Here in Charleston Harbor, on the 9th of January 1861, the descendants of those revolutionary heroes, from the embrazures of fort Moultrie, and Castle Pinckney, fired upon the Star of the West, a United States vessel sent with supplies for the brave Anderson, who was cooped up within the walls of Fort Sumter. From these same forts, on the 12th of April, was fired the guns which compelled the surrender of Fort Sumter, and was the beginning of hostilities in the War of the Rebellion. And all this trouble had grown out of a political doctrine promulgated by an eminent South Carolinan, John C. Calhoun.

But with all their bad reputation as Secessionists, the South Carolinans treated us with more kindness than did the citizens of any other States. I never heard a tantalizing or insulting word given by a South Carolina citizen or soldier to a prisoner. In the matter of low meanness, the Georgia Crackers and Clay Eaters earned the blue ribbon.

On the 1st of October the detachment to which I belonged, was marched to the cars, and we were sent to Florence, one hundred miles north of Charleston on the road to Columbia. On our route, we had passed over ground made sacred by Revolutionary struggles. At Monk’s Corners, the 14th of April 1780, a British force defeated an American force. In the swamps of the Santee and Pedee Rivers General Francis Marion hid his men, and from them he made his fierce raids upon tories and British. Marion is called a “partisan leader,” in the old histories, but I suspect that in this year of grace, he would be called a “Bushwacker,” or “Guerrilla” leader. It makes a good deal of difference which side men are fighting on, about the name they are called. We arrived at the Florence Stockade in the afternoon and were marched in and assigned our position in the northeast corner, the entrance being on the west side.
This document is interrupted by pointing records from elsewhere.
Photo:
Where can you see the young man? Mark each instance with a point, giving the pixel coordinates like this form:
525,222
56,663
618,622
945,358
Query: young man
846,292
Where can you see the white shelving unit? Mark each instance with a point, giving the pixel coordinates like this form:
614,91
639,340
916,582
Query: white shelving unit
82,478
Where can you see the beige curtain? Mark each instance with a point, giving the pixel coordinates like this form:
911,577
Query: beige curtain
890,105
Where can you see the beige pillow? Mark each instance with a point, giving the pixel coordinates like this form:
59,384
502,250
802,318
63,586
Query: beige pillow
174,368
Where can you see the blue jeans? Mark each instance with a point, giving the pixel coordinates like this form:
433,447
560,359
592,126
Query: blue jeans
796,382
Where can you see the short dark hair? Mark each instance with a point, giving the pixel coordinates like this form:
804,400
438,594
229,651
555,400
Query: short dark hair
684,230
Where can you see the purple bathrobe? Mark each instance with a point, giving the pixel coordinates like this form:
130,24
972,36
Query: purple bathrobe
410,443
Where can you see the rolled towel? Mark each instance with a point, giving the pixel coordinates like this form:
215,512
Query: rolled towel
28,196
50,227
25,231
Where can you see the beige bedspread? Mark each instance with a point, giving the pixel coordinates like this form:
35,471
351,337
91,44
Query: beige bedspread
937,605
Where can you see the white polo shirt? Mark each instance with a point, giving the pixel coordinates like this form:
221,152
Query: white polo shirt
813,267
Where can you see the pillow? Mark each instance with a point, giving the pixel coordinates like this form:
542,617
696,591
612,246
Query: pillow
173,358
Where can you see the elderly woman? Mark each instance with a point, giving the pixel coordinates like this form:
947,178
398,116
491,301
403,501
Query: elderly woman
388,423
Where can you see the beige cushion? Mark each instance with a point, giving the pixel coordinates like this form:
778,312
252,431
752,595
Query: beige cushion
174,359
The Florence Stockade was about two or three miles below Florence, and half or three-quarters of a mile east of the railroad. It was built upon two sides of a small stream which ran through it from north to south, was nearly square in shape, and contained ten or twelve acres of land. It was built of rough logs set in the ground and was sixteen or eighteen feet high. There was no such dead line as at Andersonville, a shallow ditch marking the limits. The greatest number of prisoners confined here during the time of my imprisonment, was eleven thousand. In some respects our situation was better than at Andersonville. We had new ground upon which to live. We were rid of the terrible filth and stench, we were not so badly crowded, and we had more wood with which to cook our food.

The Post Commandant, Lieutenant Colonel Iverson, of the 5th Georgia, was an easy going, but not altogether bad man, except that he was possessed of an ungovernable temper, and when irritated, would commit acts of which he was, no doubt, ashamed when his pulse assumed a normal condition. Lieutenant Barrett, Adjutant of the 5th Georgia, was to Florence what Wirz was to Andersonville. He was a red headed fiery tempered, cruel, and vindictive specimen of the better educated class of Southerners. It seemed to be his delight to to torture and maltreat the prisoners. If there was a single redeeming trait in his character, the unfortunate men who were under his care, never by any chance stumbled onto it. His favorite punishment was to tie the offender up by the thumbs so tightly that his toes barely touched the ground, and have him in this condition for an hour or two at a time. The tortures of such a punishment were indescribable. The victim would suffer the tortures of the damned, and when let down would have to be carried to his quarters by his comrades.

The prisoners were organized into squads of twenty, these into companies of a hundred, and these into detachments of a thousand. As stated before my detachment was assigned a position in the northeast corner of the Stockade. When we arrived there was plenty of wood, small poles, and brush in the Stockade, and our first work after selecting our ground, was to secure an abundant supply.